À peine une semaine plus tard, jeudi 13 avril, l'aviation américaine larguait une bombe GBU-43b, soit la plus grosse des bombes conventionnelles sur un réseau de tunnels à Nangarhâr[1], en Afghanistan.  Cette munition thermobarique, par son effet de souffle, est supposée détruire au plus profond les galeries et leur contenu.  Et nous, eh bien on va faire semblant de croire que de telles galeries aménagées auraient jamais existé, en dépit du fait qu'il a été prouvé depuis 15 ans, par les Américains eux-mêmes, qu'il n'y a là rien d'autre que des grottes naturelles qui servaient d'abris aux terroristes.  Accessoirement on peut s'interroger sur les motifs stratégiques d'une telle intervention, sachant qu'on parle bien de combattants qui n'ont strictement aucun rapport avec l'État Islamique présent en Syrie et en Irak.  Accessoirement, on peut aussi s'interroger sur la légitimité de cette action au regard du droit international.

On doit alors conclure qu'il s'agit là d'un message envoyé au régime de Kim Jong-un et à son puissant allié, la Chine.

La Corée du Nord

La République populaire démocratique de Corée (RPDC), d'une superficie de 120.540 Km2, recouvre toute la partie Nord de la péninsule coréenne, au dessus du 38ème parallèle. 

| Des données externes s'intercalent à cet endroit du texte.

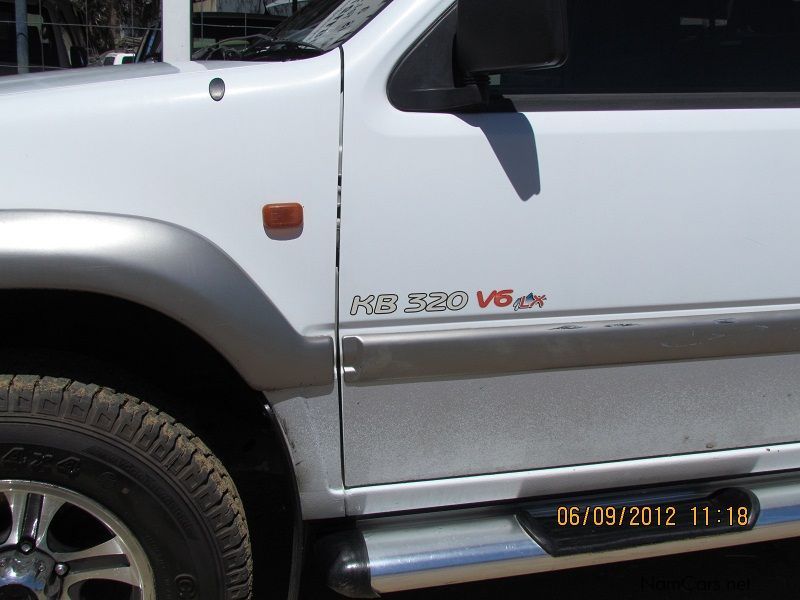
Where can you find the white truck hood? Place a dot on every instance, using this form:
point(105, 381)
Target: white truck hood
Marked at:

la Corée du Nord est un État à parti unique avec un « Front uni » mené par le Parti du travail de Corée (KWP). L'idéologie officielle du pays est le Juche, doctrine basée sur l'autosuffisance développée par Kim Il-sung, fondateur du régime. Après la mort de ce dernier en 1994, Kim Jong-Il, son fils, lui a succédé à la tête de l’État mais non en tant que Président de la République, cette fonction étant restée « éternellement » rattachée à la personne de Kim Il-sung. Après la dislocation de l'URSS et une série de catastrophes naturelles, la Corée du Nord a subi une famine faisant de 900 000 à 2 millions de morts. Kim Jong-Il adopte alors la politique du Songun ou « l'armée d'abord » afin de renforcer le pays et le gouvernement.  Source Wikipedia

Le pays, qu'on peut qualifier de régime communiste de type stalinien, est actuellement dirigé par Kim Jong-un, le fils cadet de Kim Jong-il.  Le pays, qui s'est retiré du Traité de non prolifération nucléaire (TNP) en 2003 a procédé à son premier test de détonation d'un engin nucléaire en octobre 2006, devenant ainsi le neuvième État à posséder l'arme atomique.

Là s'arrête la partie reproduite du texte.